In 2014, the Govt of India used an innovative route to divest its stake in Central Public Central Enterprises – the CPSE ETF. The ETF tracks the Nifty CPSE Index and was launched in March 2014.
The Nifty CPSE Index currently holds 12 such CPSEs using criteria such as:
- Traded on the exchanges
- At least 51% Govt holding in promoter category
- Avg Free Float Market cap of at least Rs. 1000 crores in last 6 months
The index is rebalanced every quarter.
The top holdings in the index as of March 31, 2022 are:
The top 3 stocks account for close to 60% of the allocations and the top 5 stocks close to 85%. The total no. of stocks in the index is 12. This makes it a very concentrated portfolio.
On a sectoral basis, Power gets a 45% weightage followed closely by Oil, Gas & Consumable fuels at 37%.
Basically, this Index can be safely renamed as the Central Power & Energy Index. 🙂
Let us look at the valuation factors of the CPSE ETF vs other Indices.
See the image below.
Nifty CPSE provides compelling valuation numbers. Against the broad market, the P/E, P/B as well as the Dividend Yield is attractive.
The numbers come to suggest that it is hard to lose money here.
Well, let’s look at the price performance.
This one is a tough roller coaster. Since its listing, it has gained 88.37% over 8 years. That’s a CAGR of 8.2%. Mind you, this is the total price return including dividends reinvested.

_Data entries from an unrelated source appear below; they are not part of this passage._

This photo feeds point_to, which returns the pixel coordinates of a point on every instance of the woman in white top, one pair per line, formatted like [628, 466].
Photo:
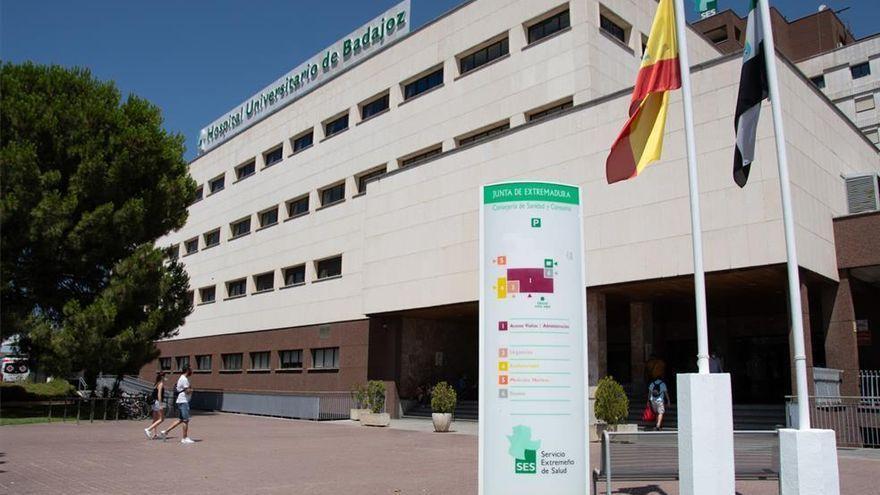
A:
[157, 404]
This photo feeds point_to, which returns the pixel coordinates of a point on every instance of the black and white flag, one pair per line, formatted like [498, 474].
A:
[752, 90]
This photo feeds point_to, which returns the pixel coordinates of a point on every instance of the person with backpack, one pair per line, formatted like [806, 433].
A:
[183, 393]
[658, 399]
[157, 404]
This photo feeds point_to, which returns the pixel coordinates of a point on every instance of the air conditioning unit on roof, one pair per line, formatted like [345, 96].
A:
[862, 192]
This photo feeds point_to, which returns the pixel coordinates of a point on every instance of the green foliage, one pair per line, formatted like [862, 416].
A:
[358, 395]
[19, 391]
[375, 401]
[443, 398]
[612, 405]
[89, 182]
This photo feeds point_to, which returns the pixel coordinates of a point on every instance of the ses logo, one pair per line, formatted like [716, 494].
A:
[524, 450]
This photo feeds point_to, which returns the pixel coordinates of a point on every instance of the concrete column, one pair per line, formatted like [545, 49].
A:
[808, 345]
[808, 462]
[597, 336]
[641, 322]
[841, 346]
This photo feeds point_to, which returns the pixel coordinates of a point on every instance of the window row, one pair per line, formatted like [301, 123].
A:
[322, 358]
[291, 276]
[538, 29]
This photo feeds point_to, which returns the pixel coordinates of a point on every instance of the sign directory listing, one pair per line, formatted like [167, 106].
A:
[360, 44]
[533, 340]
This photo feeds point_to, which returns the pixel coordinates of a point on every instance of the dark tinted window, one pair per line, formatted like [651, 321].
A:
[246, 170]
[295, 275]
[274, 156]
[376, 106]
[333, 194]
[336, 126]
[423, 84]
[483, 56]
[303, 142]
[265, 281]
[331, 267]
[269, 217]
[475, 138]
[548, 26]
[298, 206]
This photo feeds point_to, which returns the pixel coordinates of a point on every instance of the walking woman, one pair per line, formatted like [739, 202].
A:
[156, 401]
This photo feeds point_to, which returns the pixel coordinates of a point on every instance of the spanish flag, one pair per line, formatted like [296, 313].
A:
[641, 140]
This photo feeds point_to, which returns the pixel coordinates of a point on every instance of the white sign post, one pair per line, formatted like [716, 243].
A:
[533, 340]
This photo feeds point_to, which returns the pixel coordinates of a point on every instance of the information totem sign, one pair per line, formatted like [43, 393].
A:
[533, 341]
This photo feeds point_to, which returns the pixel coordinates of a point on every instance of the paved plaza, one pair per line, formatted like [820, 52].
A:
[256, 455]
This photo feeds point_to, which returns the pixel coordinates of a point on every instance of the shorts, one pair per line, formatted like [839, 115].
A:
[183, 411]
[658, 407]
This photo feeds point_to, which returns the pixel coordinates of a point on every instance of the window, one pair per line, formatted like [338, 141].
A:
[302, 142]
[241, 227]
[212, 238]
[864, 103]
[273, 156]
[333, 194]
[482, 135]
[269, 217]
[264, 281]
[207, 294]
[860, 70]
[547, 111]
[717, 35]
[365, 178]
[231, 362]
[290, 359]
[173, 251]
[423, 84]
[246, 170]
[420, 156]
[217, 184]
[336, 126]
[260, 360]
[546, 27]
[181, 362]
[617, 28]
[236, 288]
[200, 192]
[374, 107]
[483, 56]
[297, 207]
[295, 275]
[191, 245]
[326, 358]
[330, 267]
[203, 362]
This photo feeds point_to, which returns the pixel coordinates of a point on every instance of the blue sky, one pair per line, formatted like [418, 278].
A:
[198, 59]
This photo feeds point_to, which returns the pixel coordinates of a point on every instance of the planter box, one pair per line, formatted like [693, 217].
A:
[442, 421]
[355, 414]
[375, 419]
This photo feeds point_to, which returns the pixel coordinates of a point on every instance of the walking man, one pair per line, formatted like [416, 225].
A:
[183, 391]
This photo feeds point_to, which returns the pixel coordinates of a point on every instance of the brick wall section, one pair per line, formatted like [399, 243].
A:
[351, 337]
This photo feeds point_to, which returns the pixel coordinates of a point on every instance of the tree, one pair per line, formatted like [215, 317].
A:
[89, 182]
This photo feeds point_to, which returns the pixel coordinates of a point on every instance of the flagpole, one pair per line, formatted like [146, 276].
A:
[696, 228]
[794, 284]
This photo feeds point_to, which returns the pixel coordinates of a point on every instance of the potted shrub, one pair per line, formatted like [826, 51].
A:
[612, 405]
[443, 399]
[376, 403]
[358, 399]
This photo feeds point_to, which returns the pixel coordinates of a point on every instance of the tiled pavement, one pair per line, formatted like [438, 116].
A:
[245, 455]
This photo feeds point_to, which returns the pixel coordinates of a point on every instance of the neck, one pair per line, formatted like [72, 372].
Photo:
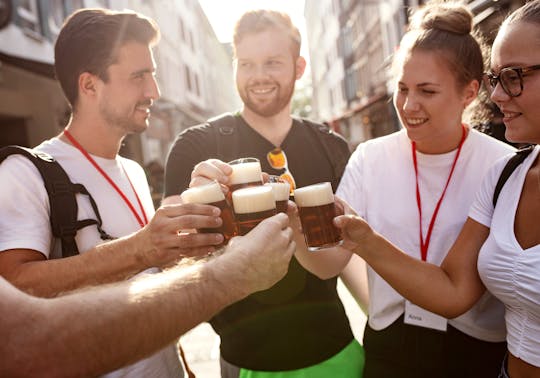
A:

On a 1 year rolling return basis (with monthly interval), here’s how the returns stack up.
- Median average 4.84%
- Max return 86.67% (Sept 2020 to Sept 2021)
- Min return – 41.6%. (March 2019 to March 2020)
As an ETF investor, the dividends go straight to the fund and not you. You need to sell units in the market for any income needs. The above chart does not inspire the condense to take that route.
So, why are we talking about the CPSE ETF?
One of the interesting features of this ETF is the low correlation to the Nifty 50 Index. It means that there are times when the CPSE ETF can behave different to Nifty 50.
I suspect those periods will be far and few in between.
Here’s one in FY 2016-2017.
Another for the last 1 year.
The question then is can an investor use this ETF tactically as a part of the portfolio?
Looks like. As I mentioned, standalone this ETF can carry a lot of pain. However, it may work as a part of a tactical allocation.
For example, currently, the CPSE ETF is a part of our WealthCase 30 portfolio on smallcase.
How do you invest in the CPSE ETF?
- As a retail investor, you can invest using your demat account on the NSE or BSE exchanges. You can buy as many units you want.
- If you are planning an investment of a large amount, you can also consider buying creation units directly from the AMC. The AMC offers you these units at NAV+expense ratio. However, you need to buy/sell a minimum of 1 lakh units (creation unit size). At current price of Rs. 36, it totals to about Rs. 36 lakhs.
Other facts: (Source: Tickertape)
- Market Cap: Rs. 21,740 crores
- Expense Ratio: 0.01 %
- Tracking Error: 0.23%
Disclosure: This article is only for information and is not investment advice. Unovest has a smallcase – WealthCase 30 portfolio. CPSE ETF is one of the current holdings.